Je restai quelque temps absorbé, non par l’effet de cette lecture, mais bien par la jolie écriture de madame d’Ionis, et par l’élégante rédaction des autres réflexions qui accompagnaient la légende.

Je ne faisais pas, comme je me le permets aujourd’hui, la critique du facile scepticisme de cette belle dame. J’étais à sa hauteur en ce genre. C’était la mode de prendre les choses fantastiques, non par leur côté artiste, mais par leur côté ridicule. On était tout frais fier de ne plus donner dans les contes de nourrice, dans les superstitions de la veille.

J’étais, du reste, fort disposé à devenir amoureux. On m’avait tant parlé, à la maison, de cette aimable personne, et ma mère m’avait si bien recommandé, à mon départ, de ne pas me laisser tourner la tête, que c’était à moitié fait. Je n’avais encore aimé que deux ou trois cousines, et ces amours-là, chantées par moi en vers aussi chastes que mes flammes, n’avaient pas tellement consumé mon cœur, qu’il ne fût prêt à se laisser incendier beaucoup plus sérieusement.

J’avais emporté un dossier que mon père m’avait engagé à étudier. Je l’ouvris consciencieusement ; mais, après en avoir lu quelques pages avec les yeux, sans qu’un seul mot arrivât à mon cerveau, je reconnus que cette manière d’étudier était parfaitement inutile, et je pris le sage parti d’y renoncer. Je crus réparer ma paresse en pensant sérieusement au procès des d’Ionis, que je connaissais sur le bout du doigt, et je préparais les arguments par lesquels je devais convaincre la comtesse de la marche à suivre. Seulement, chacun de ces arguments merveilleux se terminait, je ne sais comment, par quelque madrigal amoureux, qui n’avait pas un rapport direct avec la procédure.

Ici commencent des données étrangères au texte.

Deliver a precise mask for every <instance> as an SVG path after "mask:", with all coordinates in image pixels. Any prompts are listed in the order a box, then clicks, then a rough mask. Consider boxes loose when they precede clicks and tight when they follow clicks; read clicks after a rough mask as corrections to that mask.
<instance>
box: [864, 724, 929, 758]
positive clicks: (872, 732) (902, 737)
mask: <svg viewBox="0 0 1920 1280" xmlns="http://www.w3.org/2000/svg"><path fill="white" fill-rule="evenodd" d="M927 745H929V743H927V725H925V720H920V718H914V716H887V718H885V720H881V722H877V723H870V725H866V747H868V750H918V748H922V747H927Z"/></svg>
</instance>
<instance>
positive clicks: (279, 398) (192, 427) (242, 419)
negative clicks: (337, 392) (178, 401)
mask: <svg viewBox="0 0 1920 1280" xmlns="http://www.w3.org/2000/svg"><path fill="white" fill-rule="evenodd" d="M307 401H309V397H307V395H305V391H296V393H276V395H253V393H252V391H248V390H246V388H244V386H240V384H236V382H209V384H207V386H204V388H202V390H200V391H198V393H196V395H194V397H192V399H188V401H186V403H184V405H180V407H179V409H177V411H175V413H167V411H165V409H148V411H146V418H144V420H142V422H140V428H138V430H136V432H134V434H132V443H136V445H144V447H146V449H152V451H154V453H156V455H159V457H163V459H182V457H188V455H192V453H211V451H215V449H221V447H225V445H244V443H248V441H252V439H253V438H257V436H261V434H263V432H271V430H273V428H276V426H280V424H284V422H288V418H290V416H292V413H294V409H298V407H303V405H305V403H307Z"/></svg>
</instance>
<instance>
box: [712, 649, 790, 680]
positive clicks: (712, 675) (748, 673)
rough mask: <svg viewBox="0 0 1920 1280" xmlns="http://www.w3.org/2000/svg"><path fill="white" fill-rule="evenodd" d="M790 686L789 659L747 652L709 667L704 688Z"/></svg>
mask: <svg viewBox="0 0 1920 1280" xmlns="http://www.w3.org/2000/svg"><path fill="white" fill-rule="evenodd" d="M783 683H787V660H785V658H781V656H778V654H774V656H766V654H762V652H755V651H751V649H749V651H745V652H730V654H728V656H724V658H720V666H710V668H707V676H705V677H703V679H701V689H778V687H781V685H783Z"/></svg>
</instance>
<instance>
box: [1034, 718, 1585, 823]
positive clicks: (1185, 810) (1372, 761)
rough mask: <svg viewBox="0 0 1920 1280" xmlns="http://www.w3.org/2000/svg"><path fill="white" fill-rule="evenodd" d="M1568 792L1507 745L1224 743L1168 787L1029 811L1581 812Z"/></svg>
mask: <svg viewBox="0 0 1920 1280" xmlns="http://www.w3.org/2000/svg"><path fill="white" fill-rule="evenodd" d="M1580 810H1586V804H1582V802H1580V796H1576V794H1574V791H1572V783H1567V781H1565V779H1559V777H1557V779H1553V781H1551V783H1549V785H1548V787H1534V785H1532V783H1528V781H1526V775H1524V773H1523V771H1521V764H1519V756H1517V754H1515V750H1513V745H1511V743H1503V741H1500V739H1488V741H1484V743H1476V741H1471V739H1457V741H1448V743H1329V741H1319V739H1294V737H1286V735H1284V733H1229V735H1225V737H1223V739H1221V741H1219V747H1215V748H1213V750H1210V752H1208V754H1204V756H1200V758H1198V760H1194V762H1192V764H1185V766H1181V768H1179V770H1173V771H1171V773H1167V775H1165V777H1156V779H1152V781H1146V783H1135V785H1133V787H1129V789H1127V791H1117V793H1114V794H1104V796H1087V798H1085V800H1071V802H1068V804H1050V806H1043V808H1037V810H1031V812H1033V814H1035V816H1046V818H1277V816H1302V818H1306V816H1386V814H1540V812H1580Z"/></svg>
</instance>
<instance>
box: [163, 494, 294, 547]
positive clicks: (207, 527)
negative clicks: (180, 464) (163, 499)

Au milieu de cet important travail, la faim me prit. La Muse n’est pas si rigoureuse aux enfants de famille habitués à bien vivre, qu’elle leur interdise de souper de bon appétit. Je me disposai donc à faire honneur au pâté qui me souriait à travers mes dossiers et mes hémistiches, et je dépliai la serviette posée sur mon assiette, où, à ma grande surprise, je trouvai un quatrième pain.

Cette surprise céda vite à un raisonnement très simple : si, dans les projets et prévisions de la douairière, les trois pains cabalistiques devaient rester intacts, il était naturel qu’on en eût consacré un à la satisfaction de mon appétit.